Resnick: The recent article in Wired describes where and how the NSA plans to
store its share of collected data. But as the article explains, the Utah
facility will have another important function: cryptanalysis, or
code-breaking, as much of the data cycling through will be heavily encrypted.
It also suggests that the Advanced Encryption Standard (AES), expected to
remain durable for at least another decade, may be cracked by the NSA in a
much shorter time if they’ve built a secret computer that is considerably
faster than any of the machines we know about. But more to the point—is
encryption safe?
"""""
> I'm not sure I buy the theories for the new data centre.
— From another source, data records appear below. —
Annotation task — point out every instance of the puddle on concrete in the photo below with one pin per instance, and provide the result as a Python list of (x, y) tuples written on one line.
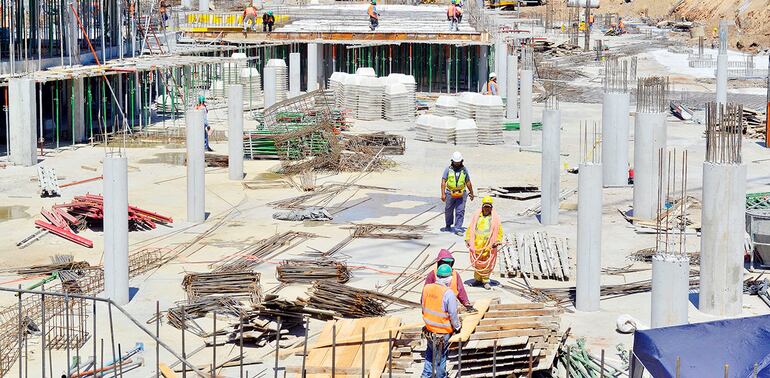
[(13, 212), (170, 158)]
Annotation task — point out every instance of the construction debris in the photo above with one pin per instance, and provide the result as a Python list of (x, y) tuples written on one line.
[(536, 255)]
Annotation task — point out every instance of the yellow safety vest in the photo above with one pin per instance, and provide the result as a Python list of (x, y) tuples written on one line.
[(456, 187)]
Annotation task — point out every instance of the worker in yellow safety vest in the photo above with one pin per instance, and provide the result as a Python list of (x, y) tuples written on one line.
[(439, 312), (484, 235), (492, 88), (454, 182)]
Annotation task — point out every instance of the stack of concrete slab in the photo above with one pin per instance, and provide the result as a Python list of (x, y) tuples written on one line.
[(446, 105), (489, 115), (252, 85), (422, 126), (370, 99), (281, 78), (442, 129), (466, 133), (397, 103)]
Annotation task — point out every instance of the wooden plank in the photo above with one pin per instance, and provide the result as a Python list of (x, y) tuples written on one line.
[(471, 321)]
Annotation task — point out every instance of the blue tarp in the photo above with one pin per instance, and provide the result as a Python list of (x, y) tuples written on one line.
[(704, 348)]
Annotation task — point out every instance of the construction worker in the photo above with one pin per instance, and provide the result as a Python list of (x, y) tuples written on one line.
[(206, 129), (267, 22), (451, 16), (456, 285), (484, 235), (439, 312), (454, 181), (491, 88), (250, 15), (374, 16)]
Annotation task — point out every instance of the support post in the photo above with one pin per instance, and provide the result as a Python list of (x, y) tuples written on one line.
[(589, 237), (115, 183), (549, 170), (22, 110), (235, 131), (196, 165)]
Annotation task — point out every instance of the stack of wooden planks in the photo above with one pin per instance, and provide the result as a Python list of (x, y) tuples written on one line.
[(535, 255), (359, 344), (505, 338)]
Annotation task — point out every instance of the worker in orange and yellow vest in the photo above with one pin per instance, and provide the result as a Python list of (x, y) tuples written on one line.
[(439, 312), (484, 235), (374, 16)]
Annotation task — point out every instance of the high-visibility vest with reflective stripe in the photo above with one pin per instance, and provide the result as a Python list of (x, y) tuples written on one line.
[(456, 187), (433, 314), (453, 284)]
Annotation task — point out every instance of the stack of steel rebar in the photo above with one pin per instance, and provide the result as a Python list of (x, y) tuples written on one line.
[(293, 271)]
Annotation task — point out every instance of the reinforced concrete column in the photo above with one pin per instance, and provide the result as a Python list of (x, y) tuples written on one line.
[(22, 115), (525, 114), (294, 74), (723, 228), (670, 289), (615, 131), (115, 183), (312, 67), (512, 87), (77, 110), (196, 165), (649, 138), (549, 170), (270, 84), (589, 237), (235, 131), (722, 78)]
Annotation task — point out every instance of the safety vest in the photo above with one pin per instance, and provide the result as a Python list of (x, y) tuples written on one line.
[(433, 314), (456, 188), (453, 283)]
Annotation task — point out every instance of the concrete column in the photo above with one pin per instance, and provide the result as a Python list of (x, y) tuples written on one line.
[(78, 110), (312, 67), (649, 138), (196, 166), (722, 78), (589, 237), (22, 115), (235, 131), (549, 170), (615, 125), (294, 74), (269, 74), (723, 228), (670, 289), (115, 184), (525, 113), (512, 87)]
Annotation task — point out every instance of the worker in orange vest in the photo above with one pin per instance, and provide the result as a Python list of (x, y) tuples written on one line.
[(439, 312), (374, 16)]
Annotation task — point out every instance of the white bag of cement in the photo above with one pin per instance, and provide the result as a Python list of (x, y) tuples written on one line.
[(628, 324)]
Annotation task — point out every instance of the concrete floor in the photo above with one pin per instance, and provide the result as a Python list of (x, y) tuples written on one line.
[(160, 187)]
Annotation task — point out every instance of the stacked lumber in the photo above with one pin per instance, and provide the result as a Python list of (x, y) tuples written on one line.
[(505, 338), (536, 255)]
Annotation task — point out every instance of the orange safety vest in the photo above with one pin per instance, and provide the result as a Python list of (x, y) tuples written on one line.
[(453, 283), (433, 314)]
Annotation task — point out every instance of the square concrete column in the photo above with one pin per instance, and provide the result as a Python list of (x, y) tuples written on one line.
[(22, 113)]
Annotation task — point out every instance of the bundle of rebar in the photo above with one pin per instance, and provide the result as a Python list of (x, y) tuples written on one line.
[(652, 95), (724, 129), (294, 271), (235, 285)]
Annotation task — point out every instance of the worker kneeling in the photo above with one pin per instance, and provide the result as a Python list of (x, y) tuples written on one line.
[(439, 312), (483, 236)]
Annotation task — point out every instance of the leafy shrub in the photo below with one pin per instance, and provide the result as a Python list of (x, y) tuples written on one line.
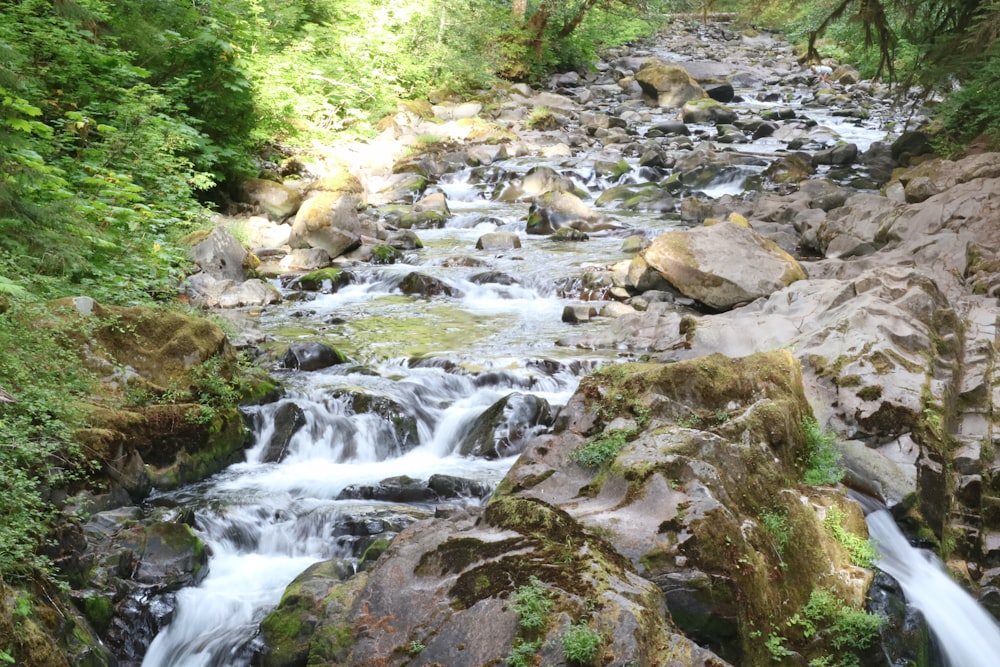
[(776, 524), (36, 448), (581, 644), (601, 449), (532, 603), (822, 457), (863, 552)]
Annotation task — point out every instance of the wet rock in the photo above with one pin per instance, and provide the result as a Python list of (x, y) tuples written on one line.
[(705, 111), (498, 241), (669, 86), (568, 235), (910, 145), (538, 181), (700, 264), (720, 92), (575, 314), (276, 200), (494, 277), (789, 169), (554, 210), (404, 239), (221, 256), (288, 420), (204, 289), (311, 357), (305, 259), (324, 280), (506, 426), (401, 426), (837, 155), (328, 220), (641, 197), (421, 284)]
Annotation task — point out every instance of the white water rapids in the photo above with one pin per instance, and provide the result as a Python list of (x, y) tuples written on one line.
[(266, 522), (966, 634)]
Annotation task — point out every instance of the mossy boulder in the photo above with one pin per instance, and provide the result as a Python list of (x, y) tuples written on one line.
[(707, 110), (325, 280), (327, 220), (669, 85), (276, 200), (700, 264), (554, 210), (38, 629), (164, 411), (704, 449)]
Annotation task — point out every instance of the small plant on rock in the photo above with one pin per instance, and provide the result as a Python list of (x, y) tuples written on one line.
[(823, 458), (581, 644), (532, 603)]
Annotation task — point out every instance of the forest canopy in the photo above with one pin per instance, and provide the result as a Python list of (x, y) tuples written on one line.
[(123, 121)]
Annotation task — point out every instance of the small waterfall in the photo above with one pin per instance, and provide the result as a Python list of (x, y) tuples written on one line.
[(966, 634)]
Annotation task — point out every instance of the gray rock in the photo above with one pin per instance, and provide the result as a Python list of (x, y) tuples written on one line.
[(311, 357)]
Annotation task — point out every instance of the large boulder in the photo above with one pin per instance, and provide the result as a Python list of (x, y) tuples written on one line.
[(670, 86), (221, 255), (554, 210), (328, 220), (506, 426), (723, 265), (678, 466), (164, 412)]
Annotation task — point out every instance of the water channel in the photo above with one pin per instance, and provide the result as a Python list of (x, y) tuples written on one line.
[(442, 361)]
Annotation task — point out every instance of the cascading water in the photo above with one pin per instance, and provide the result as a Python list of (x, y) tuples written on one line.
[(438, 362), (966, 634)]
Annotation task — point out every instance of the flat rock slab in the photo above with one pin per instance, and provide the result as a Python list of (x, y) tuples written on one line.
[(722, 265)]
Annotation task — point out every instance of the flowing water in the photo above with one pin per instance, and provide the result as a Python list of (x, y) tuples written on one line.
[(965, 633), (439, 361)]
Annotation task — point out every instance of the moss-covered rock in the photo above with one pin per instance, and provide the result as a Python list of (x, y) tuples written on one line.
[(709, 448), (699, 263)]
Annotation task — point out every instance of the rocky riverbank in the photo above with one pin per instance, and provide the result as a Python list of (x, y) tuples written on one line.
[(665, 517)]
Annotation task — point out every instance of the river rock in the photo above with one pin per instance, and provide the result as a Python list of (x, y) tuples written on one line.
[(221, 256), (707, 110), (498, 241), (668, 85), (398, 429), (700, 264), (554, 210), (276, 200), (537, 181), (506, 426), (325, 280), (328, 220), (311, 357), (289, 418), (422, 284)]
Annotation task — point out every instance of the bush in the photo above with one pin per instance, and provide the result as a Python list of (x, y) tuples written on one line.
[(822, 456), (581, 644), (532, 603)]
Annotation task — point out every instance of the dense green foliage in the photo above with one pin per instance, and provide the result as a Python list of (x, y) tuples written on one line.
[(37, 452), (121, 119), (823, 464), (945, 48)]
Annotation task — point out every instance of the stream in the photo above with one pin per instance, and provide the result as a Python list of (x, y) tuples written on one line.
[(438, 363)]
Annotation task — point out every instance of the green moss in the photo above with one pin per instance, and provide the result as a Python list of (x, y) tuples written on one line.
[(328, 279), (384, 254), (373, 552), (870, 393)]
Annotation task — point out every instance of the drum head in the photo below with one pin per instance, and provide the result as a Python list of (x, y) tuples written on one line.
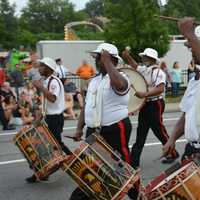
[(139, 84)]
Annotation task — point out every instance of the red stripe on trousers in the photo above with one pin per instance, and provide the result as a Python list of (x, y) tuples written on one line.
[(164, 133), (123, 142)]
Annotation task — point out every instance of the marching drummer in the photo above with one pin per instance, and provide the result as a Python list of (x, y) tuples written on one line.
[(189, 123), (106, 107), (150, 116), (54, 103)]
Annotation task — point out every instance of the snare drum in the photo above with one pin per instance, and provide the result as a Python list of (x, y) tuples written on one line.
[(42, 152), (138, 83), (182, 181), (99, 172)]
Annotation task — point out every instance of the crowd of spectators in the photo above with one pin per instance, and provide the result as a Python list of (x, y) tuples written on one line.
[(21, 103)]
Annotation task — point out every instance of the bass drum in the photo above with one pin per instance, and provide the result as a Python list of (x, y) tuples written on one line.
[(139, 84)]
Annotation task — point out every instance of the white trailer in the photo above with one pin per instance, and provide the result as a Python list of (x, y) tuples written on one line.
[(71, 52)]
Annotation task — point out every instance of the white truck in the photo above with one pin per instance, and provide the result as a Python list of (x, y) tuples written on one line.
[(72, 53)]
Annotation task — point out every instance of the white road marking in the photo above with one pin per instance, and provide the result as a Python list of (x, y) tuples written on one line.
[(24, 160), (12, 162), (74, 127)]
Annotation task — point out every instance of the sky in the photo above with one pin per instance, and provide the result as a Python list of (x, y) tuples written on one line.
[(79, 4)]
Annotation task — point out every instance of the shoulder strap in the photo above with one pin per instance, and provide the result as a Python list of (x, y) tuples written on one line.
[(52, 78)]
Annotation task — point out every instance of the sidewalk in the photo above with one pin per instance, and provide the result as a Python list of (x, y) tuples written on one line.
[(172, 107)]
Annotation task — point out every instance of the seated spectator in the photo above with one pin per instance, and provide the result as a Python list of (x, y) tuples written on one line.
[(85, 72), (69, 102), (16, 79), (191, 71), (70, 88), (29, 90), (9, 105)]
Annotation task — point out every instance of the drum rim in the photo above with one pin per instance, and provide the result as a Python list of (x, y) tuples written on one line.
[(159, 179), (145, 99)]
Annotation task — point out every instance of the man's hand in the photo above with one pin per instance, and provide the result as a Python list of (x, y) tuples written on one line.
[(125, 54), (187, 27), (105, 57), (168, 147), (78, 135), (141, 95), (38, 84)]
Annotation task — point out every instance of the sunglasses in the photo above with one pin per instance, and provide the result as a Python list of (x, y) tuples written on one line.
[(95, 55)]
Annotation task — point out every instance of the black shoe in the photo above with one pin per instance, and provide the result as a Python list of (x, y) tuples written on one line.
[(9, 128), (46, 178), (169, 159), (32, 179)]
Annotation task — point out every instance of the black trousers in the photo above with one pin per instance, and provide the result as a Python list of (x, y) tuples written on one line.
[(117, 136), (55, 124), (2, 117), (189, 150), (150, 116)]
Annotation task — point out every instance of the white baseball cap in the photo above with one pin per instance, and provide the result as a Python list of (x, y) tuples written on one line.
[(110, 48), (49, 62), (152, 53)]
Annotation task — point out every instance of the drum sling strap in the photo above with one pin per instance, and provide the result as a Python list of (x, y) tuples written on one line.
[(48, 86)]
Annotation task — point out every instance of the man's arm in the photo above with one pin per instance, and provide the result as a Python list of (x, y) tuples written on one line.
[(80, 125), (126, 55), (176, 134), (118, 82), (187, 28)]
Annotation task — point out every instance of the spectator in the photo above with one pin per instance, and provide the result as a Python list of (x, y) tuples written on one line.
[(165, 69), (69, 102), (2, 76), (70, 88), (29, 90), (16, 79), (9, 105), (191, 71), (85, 72), (33, 73), (61, 71), (176, 79)]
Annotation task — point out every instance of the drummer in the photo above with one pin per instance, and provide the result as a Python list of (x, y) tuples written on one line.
[(54, 103), (189, 123), (150, 116), (106, 107)]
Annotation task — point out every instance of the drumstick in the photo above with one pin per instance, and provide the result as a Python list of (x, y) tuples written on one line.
[(159, 158), (173, 19), (71, 137), (133, 87)]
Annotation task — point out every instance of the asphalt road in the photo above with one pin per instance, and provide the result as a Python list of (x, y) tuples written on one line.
[(14, 170)]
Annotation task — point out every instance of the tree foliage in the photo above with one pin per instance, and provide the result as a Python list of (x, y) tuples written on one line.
[(8, 24), (47, 16), (181, 8), (133, 24), (95, 8)]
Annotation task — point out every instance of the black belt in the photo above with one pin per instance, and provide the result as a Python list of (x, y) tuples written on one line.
[(195, 144)]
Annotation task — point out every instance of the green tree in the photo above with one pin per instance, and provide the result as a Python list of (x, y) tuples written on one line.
[(181, 8), (133, 24), (47, 16), (8, 24), (95, 8)]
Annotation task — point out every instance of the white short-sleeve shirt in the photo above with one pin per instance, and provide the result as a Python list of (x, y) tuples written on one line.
[(154, 76), (61, 71), (114, 106), (55, 86), (187, 105)]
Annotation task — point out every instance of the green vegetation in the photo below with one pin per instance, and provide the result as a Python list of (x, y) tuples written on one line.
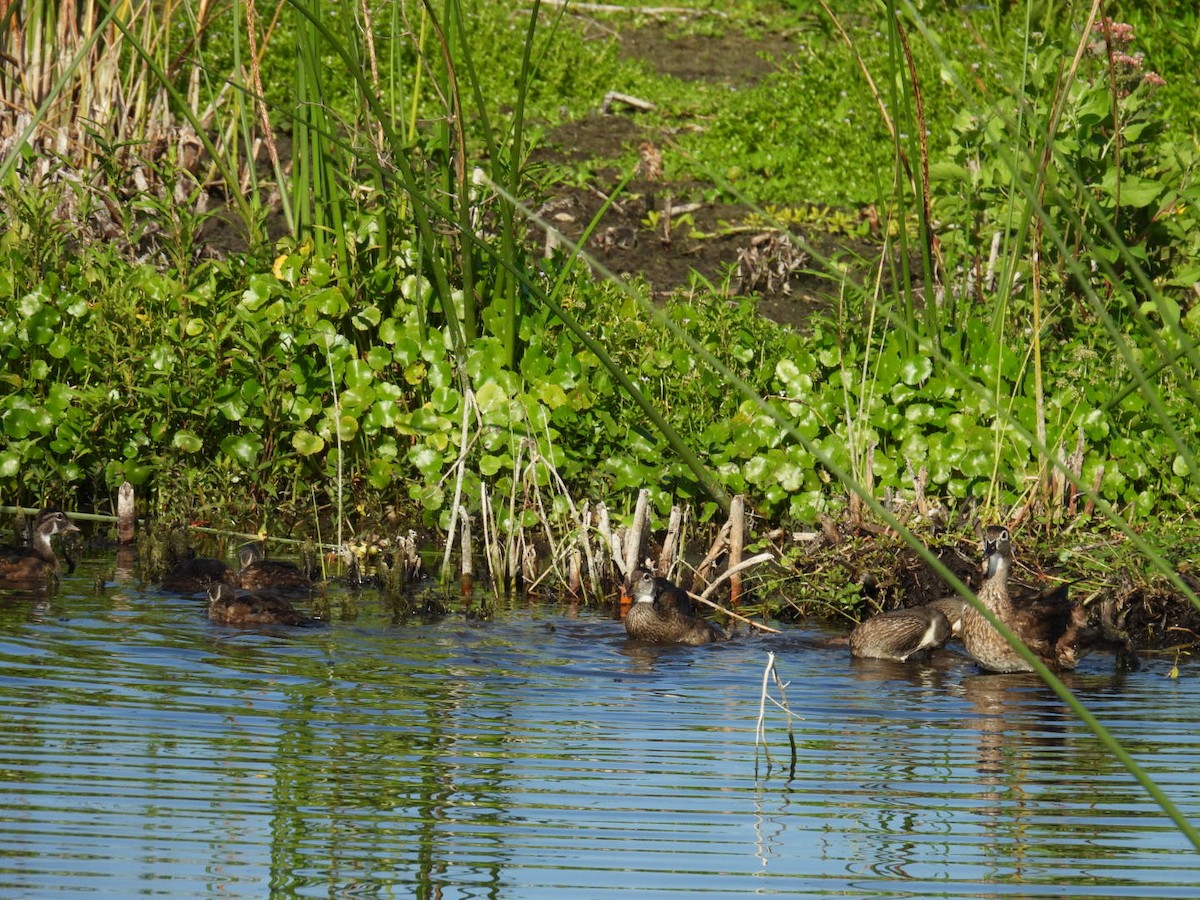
[(1014, 328), (401, 347)]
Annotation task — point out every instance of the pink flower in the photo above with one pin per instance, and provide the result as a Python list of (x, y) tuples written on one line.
[(1119, 33)]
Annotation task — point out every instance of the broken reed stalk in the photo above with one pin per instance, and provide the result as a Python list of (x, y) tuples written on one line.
[(636, 533), (737, 533), (744, 564), (511, 551), (467, 581), (491, 552), (671, 541), (460, 466), (714, 552), (760, 732), (605, 528), (771, 673), (787, 711), (126, 517), (588, 556), (574, 571)]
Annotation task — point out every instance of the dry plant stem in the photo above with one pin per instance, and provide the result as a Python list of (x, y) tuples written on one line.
[(714, 552), (490, 550), (783, 705), (574, 571), (126, 515), (588, 556), (659, 11), (726, 574), (256, 77), (511, 552), (468, 558), (461, 467), (737, 537), (605, 529), (636, 533), (760, 732), (671, 541)]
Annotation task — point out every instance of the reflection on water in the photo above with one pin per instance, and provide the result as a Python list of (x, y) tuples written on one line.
[(147, 751)]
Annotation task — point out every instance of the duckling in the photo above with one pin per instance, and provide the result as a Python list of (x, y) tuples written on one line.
[(36, 563), (196, 575), (953, 609), (258, 571), (261, 607), (900, 635), (663, 613), (1051, 628)]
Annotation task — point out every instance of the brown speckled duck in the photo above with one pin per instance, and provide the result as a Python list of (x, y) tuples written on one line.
[(258, 573), (953, 609), (900, 635), (197, 575), (1051, 628), (259, 607), (36, 563), (663, 613)]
Drive capacity
Guessing it's pretty much as on the wrapper. In another interview
Binney speaks of a cryptographic breakthrough. If you look at the
physical size of the datacenters, you can easily envision massive
index tables, rainbow or otherwise, for storing shortcuts to various
projects. Note that ever since MySpace, network analysis has been
the rage. Combine that with 15-20 years of public datamining and
10-15 years of easily tappable fiber and datacenters. Toss in some
really smart people and PhD's and sure, there are bound to be some
big and secret advances in data processing and even crypto in play
here.
> specifically the insider threat
You don't need big DC's for that, just better software and human
checks and balances.
> I think cryptography will depend more and more on steganography [...]
> and the message is encoded in the inter-packet timing noise. ;)
Moot when you suck up and process everything to extract the
crypto. Steg is nothing more than crypto with a pretty wrapper
meant to get past the drunk guards, not specialized sieves
sifting through your garbage.
There are better lists for these topics so I'll step out.